GRIMES, Acting Chief Judge,

dissenting.

More than two and one half years after appellee’s last contact concerning the grove, appellant’s president, O’Berry, entered into a sales discussion with Floyd Philmon. In the course of the negotiations, Philmon told O’Berry that he had heard that the grove was for sale from his son who had been told by Yvonne Sickler, a salesperson in appellee’s office. Philmon assured him that no broker was involved in the transaction. However, before the sale was consummated, appellee confronted O’Berry asserting that because Philmon had learned of the grove through Sickler, he was entitled to a commission if the sale went through.

Apparently under appellee’s theory a nonexclusive brokerage listing remains open forever unless cancelled by one of the parties. Therefore, once the appellee served notice that he was expecting a commission, the appellant was placed in the dilemma of either refusing to sell to Phil-mon or consummating the sale and exposing itself to a claim for commission.

The principle that where a brokerage contract does not specify the time for performance, a reasonable time is inferred is not limited to exclusive listings. Geo. H. Beckmann, Inc. v. Charles H. Reid & Sons, Inc., 44 N.J.Super. 159, 130 A.2d 48 (1957); Annot., 28 A.L.R. 893 (1924); 12 Am.Jur.2d Brokers § 215 (1964); Restatement (Second) of Agency § 105 (1958). Certainly there is nothing in the supreme court’s opinion in Shuler v. Allen, 76 So.2d 879 (Fla.1955), which suggests that its holding pertained only to exclusive listings or even that the listing in that case was *455exclusive. Obviously, there would be some circumstances in which the determination of whether a reasonable time had elapsed would be a question of fact. However, the court in Shuler concluded that seventeen months was too long and that the listing had expired as a matter of law.

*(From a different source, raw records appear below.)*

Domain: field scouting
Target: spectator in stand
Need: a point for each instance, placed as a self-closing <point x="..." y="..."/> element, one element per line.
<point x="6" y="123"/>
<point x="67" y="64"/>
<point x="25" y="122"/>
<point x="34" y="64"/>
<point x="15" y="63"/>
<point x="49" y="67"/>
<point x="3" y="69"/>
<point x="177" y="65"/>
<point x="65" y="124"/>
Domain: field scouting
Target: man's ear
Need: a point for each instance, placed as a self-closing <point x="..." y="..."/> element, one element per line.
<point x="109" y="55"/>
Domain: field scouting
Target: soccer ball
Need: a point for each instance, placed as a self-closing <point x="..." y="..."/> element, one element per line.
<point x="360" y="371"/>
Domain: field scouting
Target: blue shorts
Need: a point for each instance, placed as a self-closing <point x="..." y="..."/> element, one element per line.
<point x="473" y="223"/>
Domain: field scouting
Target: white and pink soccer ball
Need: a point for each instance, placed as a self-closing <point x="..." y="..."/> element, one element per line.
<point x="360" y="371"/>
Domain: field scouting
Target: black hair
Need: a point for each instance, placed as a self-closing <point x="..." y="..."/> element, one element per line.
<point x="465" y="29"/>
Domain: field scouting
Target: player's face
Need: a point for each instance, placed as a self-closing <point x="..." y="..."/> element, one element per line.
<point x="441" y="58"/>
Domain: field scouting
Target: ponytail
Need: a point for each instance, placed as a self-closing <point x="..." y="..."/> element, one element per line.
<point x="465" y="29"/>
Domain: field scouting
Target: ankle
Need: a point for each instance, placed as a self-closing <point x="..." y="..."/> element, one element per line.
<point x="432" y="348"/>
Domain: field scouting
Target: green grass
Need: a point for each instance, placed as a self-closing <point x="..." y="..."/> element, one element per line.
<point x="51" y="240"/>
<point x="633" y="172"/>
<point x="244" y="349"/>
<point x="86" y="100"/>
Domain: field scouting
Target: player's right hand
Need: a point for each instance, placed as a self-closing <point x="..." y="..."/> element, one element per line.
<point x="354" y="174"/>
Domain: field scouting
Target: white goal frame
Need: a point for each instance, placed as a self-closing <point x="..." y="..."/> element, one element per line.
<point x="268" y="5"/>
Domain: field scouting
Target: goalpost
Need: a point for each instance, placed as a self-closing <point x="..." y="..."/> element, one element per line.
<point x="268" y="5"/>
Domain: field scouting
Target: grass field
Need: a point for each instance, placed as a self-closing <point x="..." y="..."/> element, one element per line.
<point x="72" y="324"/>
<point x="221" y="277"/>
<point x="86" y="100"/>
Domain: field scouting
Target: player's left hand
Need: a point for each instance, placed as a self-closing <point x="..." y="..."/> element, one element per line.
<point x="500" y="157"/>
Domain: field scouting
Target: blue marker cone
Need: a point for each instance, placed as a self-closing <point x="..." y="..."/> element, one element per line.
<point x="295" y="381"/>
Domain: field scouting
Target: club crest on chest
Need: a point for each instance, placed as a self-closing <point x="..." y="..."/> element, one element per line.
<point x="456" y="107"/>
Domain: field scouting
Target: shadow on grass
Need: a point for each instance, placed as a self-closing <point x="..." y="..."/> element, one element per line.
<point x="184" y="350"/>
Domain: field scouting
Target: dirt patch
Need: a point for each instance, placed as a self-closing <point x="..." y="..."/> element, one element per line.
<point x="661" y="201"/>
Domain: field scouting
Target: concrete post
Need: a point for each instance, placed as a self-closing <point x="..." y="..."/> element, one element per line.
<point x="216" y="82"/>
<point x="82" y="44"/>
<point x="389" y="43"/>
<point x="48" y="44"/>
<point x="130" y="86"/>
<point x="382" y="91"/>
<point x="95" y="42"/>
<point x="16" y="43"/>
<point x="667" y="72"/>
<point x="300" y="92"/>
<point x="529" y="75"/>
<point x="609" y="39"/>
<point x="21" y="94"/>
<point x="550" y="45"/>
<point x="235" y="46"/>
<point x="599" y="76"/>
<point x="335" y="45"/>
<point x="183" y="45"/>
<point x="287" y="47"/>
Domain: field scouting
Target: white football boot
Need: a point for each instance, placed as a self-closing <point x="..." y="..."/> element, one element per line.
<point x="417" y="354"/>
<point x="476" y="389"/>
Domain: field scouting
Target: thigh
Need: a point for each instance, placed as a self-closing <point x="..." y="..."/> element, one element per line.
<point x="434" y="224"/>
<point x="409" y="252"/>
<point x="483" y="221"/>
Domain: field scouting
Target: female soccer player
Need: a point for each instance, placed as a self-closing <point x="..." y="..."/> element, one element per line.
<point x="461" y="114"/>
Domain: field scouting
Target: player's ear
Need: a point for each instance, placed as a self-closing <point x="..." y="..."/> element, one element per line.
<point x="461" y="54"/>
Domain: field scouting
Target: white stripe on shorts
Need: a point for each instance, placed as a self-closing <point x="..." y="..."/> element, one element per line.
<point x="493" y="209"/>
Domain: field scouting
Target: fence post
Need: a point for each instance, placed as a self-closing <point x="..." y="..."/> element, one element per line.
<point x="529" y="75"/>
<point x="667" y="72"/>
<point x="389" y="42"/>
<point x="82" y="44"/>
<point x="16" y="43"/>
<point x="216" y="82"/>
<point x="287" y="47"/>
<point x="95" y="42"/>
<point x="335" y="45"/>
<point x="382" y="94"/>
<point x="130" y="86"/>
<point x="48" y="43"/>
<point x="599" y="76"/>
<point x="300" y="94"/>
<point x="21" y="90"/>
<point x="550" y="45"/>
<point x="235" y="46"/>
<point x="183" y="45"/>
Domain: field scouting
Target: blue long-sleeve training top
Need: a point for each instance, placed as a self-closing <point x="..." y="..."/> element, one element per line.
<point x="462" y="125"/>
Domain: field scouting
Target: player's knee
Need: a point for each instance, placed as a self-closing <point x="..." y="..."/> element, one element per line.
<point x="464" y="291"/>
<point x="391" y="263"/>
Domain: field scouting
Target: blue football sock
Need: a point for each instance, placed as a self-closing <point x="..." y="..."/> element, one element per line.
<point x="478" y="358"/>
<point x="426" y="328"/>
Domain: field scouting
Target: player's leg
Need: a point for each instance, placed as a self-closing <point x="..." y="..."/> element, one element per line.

In Wilkins v. W.B. Tilton Real Estate & Insurance, Inc., 257 So.2d 573 (Fla. 4th DCA 1972), the court held that even though the broker had continued to show the property, his failure to contact the owner for nineteen months constituted an abandonment of the listing contract. Therefore, the owner was free to sell to one of the broker’s earlier prospects. In reversing the judgment in favor of the broker, the court observed:

The fact that no time period was orally specified for the listing does not give rise to a “brokerage in perpetuity”; ...

257 So.2d at 575.

There is no dispute over the fact that appellee did not specifically contact appellant concerning the property from November of 1980 until May of 1983. Therefore, appellee’s listing had expired as a matter of law. Such efforts as he may have made thereafter amounted to no more than those of a volunteer. Appellant was entitled to sell the grove without the payment of a commission.

I respectfully dissent.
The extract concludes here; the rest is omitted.